エスケープ・フロム・L.A.
(米・96)出演/ジョン・カーペンター
出演/カート・ラッセル、ステイシー・キーチ、スティーヴ・ブシェミ、ピーター・フォンダ、パム・グリアよほどアイデアがなかったのか多少複雑になっているものの基本的には『ニューヨーク1997』とほぼ同じで、リメイクといってもおかしくないストーリー。前作のキャスティングもなかなか面白いものがあったが、今作はさらにマニアックになり、ピーター・フォンダ、パム・グリア、スティーヴ・ブシュミ、挙げ句に『死霊のはらわた』のブルース・キャンベルやアル・レオンまでが登場し、アクション、ホラー、SFが好きなファンなら大喜びしそうな顔ぶれ。ジョン・カーペンターには幼稚な映画しか撮る気がないのか、幼稚なファンの期待に応えているだけのか、とにかくカーペンターの映画は確信犯的なバカ映画しかないのは周知の事実。2013年、アメリカ合衆国から隔離されたロサンゼルスは、いまや社会不適合者の流刑島となっていた。島内にいるテロリストのリーダーは世界のエネルギー供給を停止させてしまう装置を手に入れて政府を脅迫する。大統領は装置の奪還とテロリストの抹殺をプリスケンに要請する。10時間以内に作戦を成功させなければ、体内に注入された新型ウィルスによりプリスケンは死亡してしまう。という具合に、前作から全然進歩のないストーリーではあるが、こんなもんだろう。何故ならこれはカーペンターの映画なのだから。CG多用の映像なのに、わざとそうしているとしか考えられない安普請さ。おもちゃ屋とゲームセンターをダイナマイトで爆破したかのようなお子ちゃまアクションとでもいうべきか。まったく中身はないが画面を観ているだけで単純に楽しめるハッタリ映画こそ、カーペンターの真骨頂といえる。間違っても観客の頭を使わせるつもりはないらしい。最初から最後までアクションの連続で、バイクに乗ったり、サーフィンしたり、バスケしたり、ハングライダーで飛んだりと、10時間のうちにこれだけの事をやってしまうプリスケンはやっぱり大した男だ。

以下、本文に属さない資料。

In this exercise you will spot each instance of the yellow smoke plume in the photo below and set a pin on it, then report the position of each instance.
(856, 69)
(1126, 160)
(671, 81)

ずっと前から思っていたが、カート・ラッセルの顔ってエラが張ってて、なんかカッコ悪い。あまりアクション映画のヒーローを演じられる人には見えない。どちらかというと『不法侵入』(92)や『ブレーキダウン』(97)で演じたようなヒドい目に遭って奮闘する一般市民役のほうが似合う。希代のアウトロー、ボブ“スネーク”プリスケンはマカロニ・ウエスタンのガンマンのようにニヒルな一匹狼。長髪にアイパッチでハードロッカー風のルックス。強引にカート・ラッセルをそんなヒーローに仕立ててしまうあたりが、この映画が実はギャグ映画であることの証しだろう。しかも結果的にプリスケンはカート・ラッセルにとって最大の当り役になっている。